A Berlin je me suis intéressé aux rap­por­teurs de bouteilles. Ivrognes, clochards, jeunes, mais aus­si des per­son­nages com­muns qui doivent pren­dre leur poste à heures fix­es, après leur tra­vail, pour arrondir leurs fins de mois. Chaque bouteille d’un demi-litre de bière vaut 0,30 Euros. La plu­part des bouteilles en PET sont con­signées 0,15 Euros. Ain­si ces pro­fes­sion­nels fouil­lent la ville. Mais la con­cur­rence est rude et c’est là que l’af­faire se corse. A tra­quer les bouteilles, ces gens-là sont obses­sion­nels. Si vous buvez à la bouteille (comme je fai­sais sur un banc d’Alexan­der­platz lorsque cette réflex­ion m’est venue), ils peu­vent rester des min­utes entières sans vous voir, fix­ant la bouteille, mesurant son con­tenu, de crainte qu’une fois vidée elle ne leur échappe. Et si vous suiv­ez leur regard, vous voyez qu’il fait des bonds de la poubelle (qui con­tient peut-être des cadavres) à la bouteille que se parta­gent des ado­les­cents puis à un vieux car­ton qui pour­rait con­tenir une bouteille, et ain­si de suite. Le monde n’est à leurs yeux qu’un vaste champs de bouteilles vides dont il s’ag­it de s’emparer avant les autres.

Commerce

Tout à l’heure je me rends à la bib­lio­thèque, au Com­merce de fer et dans un super­marché viet­namien. Eton­nante coïn­ci­dence, depuis qu’il fait soleil, la dis­po­si­tion des meubles, comp­toirs, étagères a été mod­i­fiée dans ces trois lieux de façon à éclair­er le lieu, faciliter la cir­cu­la­tion et dégager les murs. Qu’ad­viendrait-il si l’été durait? Et à l’in­verse, si l’hiv­er, de retour, ne s’ar­rê­tait plus?
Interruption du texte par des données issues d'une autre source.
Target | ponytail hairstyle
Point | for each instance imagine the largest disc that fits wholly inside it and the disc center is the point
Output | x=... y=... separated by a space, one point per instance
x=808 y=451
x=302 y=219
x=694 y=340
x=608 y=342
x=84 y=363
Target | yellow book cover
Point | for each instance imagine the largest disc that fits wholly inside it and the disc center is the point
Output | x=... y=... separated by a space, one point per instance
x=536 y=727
Influ­ence du temps sur les car­ac­tères et leur util­i­sa­tion de l’espace. 

Punks

Y a‑t-il des punks à chien en Ethiopie?

Monothéisme

Les Saints et les anges per­me­t­tent de réin­tro­duire le poly­théisme dans le sché­ma monothéiste (et trini­taire). Pres­tidig­i­ta­teurs ces théologiens!

Chanteur hard

Chanteur hard: depuis que j’ai arrêté de boire, tout est plus réel.

Le poète

Le poète Désag­uli­er, qui revient de ses expéri­ences aéro­nau­tiques au Séné­gal, m’en­voie des clichés de gravures rupestres pris­es dans la val­lée de Fontanal­ba et m’ex­plique com­ment le rejoin­dre dans les mon­tagnes en pas­sant clan­des­tine­ment par l’Italie.

Territoires

Un jour nos enfants nous deman­deront pourquoi nous n’avons pas fui vers les ter­ri­toires vierges lorsqu’ils exis­taient encore.
- Mais parce qu’on pou­vait encore vivre ici.